Nato negli anni ’50 negli Stati Uniti grazie al famoso “gruppo di Palo Alto”, questo modello guarda ai problemi individuali come espressione di un disagio nelle relazioni e nei contesti di appartenenza (famiglia, coppia, scuola, lavoro). Secondo questo approccio, infatti, ogni comportamento acquista significato solo all’interno della rete relazionale in cui si manifesta, ossia del sistema.
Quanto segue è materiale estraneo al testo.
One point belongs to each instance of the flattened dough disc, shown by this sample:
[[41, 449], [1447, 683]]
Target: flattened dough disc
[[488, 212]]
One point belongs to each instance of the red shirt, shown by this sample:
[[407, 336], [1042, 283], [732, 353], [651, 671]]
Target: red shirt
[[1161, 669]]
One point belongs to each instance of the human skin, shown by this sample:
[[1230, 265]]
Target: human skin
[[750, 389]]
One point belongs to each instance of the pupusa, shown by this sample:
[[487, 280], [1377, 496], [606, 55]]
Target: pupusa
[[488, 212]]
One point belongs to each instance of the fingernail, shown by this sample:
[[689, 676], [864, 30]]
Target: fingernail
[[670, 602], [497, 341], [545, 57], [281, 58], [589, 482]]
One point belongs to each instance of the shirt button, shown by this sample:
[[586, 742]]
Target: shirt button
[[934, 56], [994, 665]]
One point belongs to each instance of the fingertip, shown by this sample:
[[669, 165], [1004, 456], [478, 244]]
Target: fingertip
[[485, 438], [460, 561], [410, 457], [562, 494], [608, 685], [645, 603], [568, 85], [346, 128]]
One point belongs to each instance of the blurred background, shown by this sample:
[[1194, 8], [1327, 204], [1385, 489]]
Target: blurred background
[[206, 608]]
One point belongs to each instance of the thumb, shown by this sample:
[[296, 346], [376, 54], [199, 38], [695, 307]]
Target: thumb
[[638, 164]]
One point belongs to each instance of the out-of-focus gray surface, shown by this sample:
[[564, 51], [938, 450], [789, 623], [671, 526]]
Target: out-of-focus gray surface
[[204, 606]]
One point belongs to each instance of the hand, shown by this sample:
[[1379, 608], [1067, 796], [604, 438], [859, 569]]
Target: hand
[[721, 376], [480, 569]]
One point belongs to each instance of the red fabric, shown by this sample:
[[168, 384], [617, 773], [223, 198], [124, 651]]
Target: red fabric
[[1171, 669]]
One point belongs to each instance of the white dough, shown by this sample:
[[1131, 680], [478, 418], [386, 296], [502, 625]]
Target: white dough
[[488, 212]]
Alcuni punti fondamentali dell’approccio sistemico-relazionale:
- La nostra mente e identità si formano nell’interazione con gli altri.
- Il disagio di una persona è espressione spesso di una difficoltà del sistema relazionale di cui fa parte (familiare, lavorativo, scolastico).
- Ogni individuo porta con sé una storia unica fatta di relazioni familiari intergenerazionali e transgenerazionali, che può essere esplorata e ri-narrata per produrre cambiamento e benessere.

L’obiettivo dei miei interventi è aiutare ciascuno a:
- Vivere relazioni più sane, ricche e autentiche (in coppia, famiglia, sul lavoro).
- Affrontare efficacemente situazioni complesse (a scuola, in famiglia dopo separazioni o cambiamenti importanti).
- Eliminare o ridurre l’impatto del sintomo
In sintesi, la terapia sistemico-relazionale aiuta le persone e le organizzazioni a superare blocchi evolutivi, ricollocandosi con vitalità sulla linea del tempo: uno sguardo al passato e uno al futuro, ma ben ancorati al presente!